Pontycroft looked exceedingly distressed.
“Child, child,” he said, “you may believe that Lucilla and I never remotely dreamed of this dénouement. I'm not in the least surprised at your indignation,—your horror,—but I am not in the least surprised, either, that poor Bertram, in the tangle of his environment, with his tradition, and impelled by a hopeless passion (oh, my prophetic eye), did what he could, has written offering you the only honourable thing he could offer you, a morganatic marriage. Absurd, outrageous though this sounds to you, it is a legal marriage, and remember that the poor chap's in a hole, a dreadful box. Shed rather a pitying tear upon his blighted young affections.... He can't hope to have you, knew probably how you'd take his offer, but he gritted his teeth and made it like the wholly decent chap he is.

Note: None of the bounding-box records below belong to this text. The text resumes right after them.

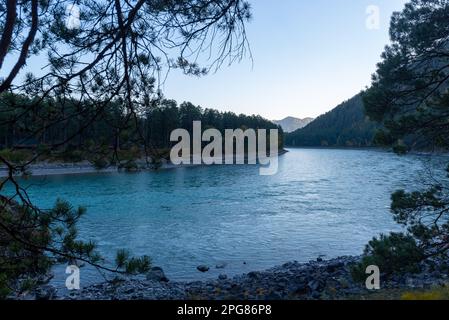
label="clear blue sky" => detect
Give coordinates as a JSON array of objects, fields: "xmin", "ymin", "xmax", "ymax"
[
  {"xmin": 0, "ymin": 0, "xmax": 406, "ymax": 120},
  {"xmin": 165, "ymin": 0, "xmax": 406, "ymax": 120}
]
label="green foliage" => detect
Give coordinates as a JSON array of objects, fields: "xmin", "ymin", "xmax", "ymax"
[
  {"xmin": 286, "ymin": 95, "xmax": 378, "ymax": 147},
  {"xmin": 351, "ymin": 233, "xmax": 424, "ymax": 281},
  {"xmin": 363, "ymin": 0, "xmax": 449, "ymax": 149},
  {"xmin": 92, "ymin": 157, "xmax": 109, "ymax": 170},
  {"xmin": 0, "ymin": 149, "xmax": 33, "ymax": 164}
]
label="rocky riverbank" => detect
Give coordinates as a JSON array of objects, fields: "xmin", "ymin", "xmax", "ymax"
[{"xmin": 16, "ymin": 257, "xmax": 448, "ymax": 300}]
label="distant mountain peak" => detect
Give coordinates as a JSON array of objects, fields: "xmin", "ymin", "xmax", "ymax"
[{"xmin": 273, "ymin": 117, "xmax": 314, "ymax": 132}]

“And I would even wax pathetic,” continued Pontycroft, “when I think of him. Could any fate be more depressing than his? You'll never speak to him again! While he, poor fellow, is doomed to marry some sallow Grand Duchess for the sake of the Dynasty. Farewell love, farewell comradry, farewell all the nice, easy-going businesses of life. Buck up and be a Crown Prince! Become a puppet, a puppet on exhibition to your subjects. Whatever you like to do that's gay, that's human, debonair,—you'll have to do it on the sly as though it were a sin, or overcome mountains of public censure. In fact, whether you please yourself or whether you don't—the majority will always find fault with you. Poor Bertram, I say, poor old Bertram.... His proud Wohenhoffen of a mother is the only member of that Royal trio, I fancy, who is thoroughly pleased with the new order of affairs, for Civillo will soon be making matters hot for himself if he doesn't turn over a new leaf.”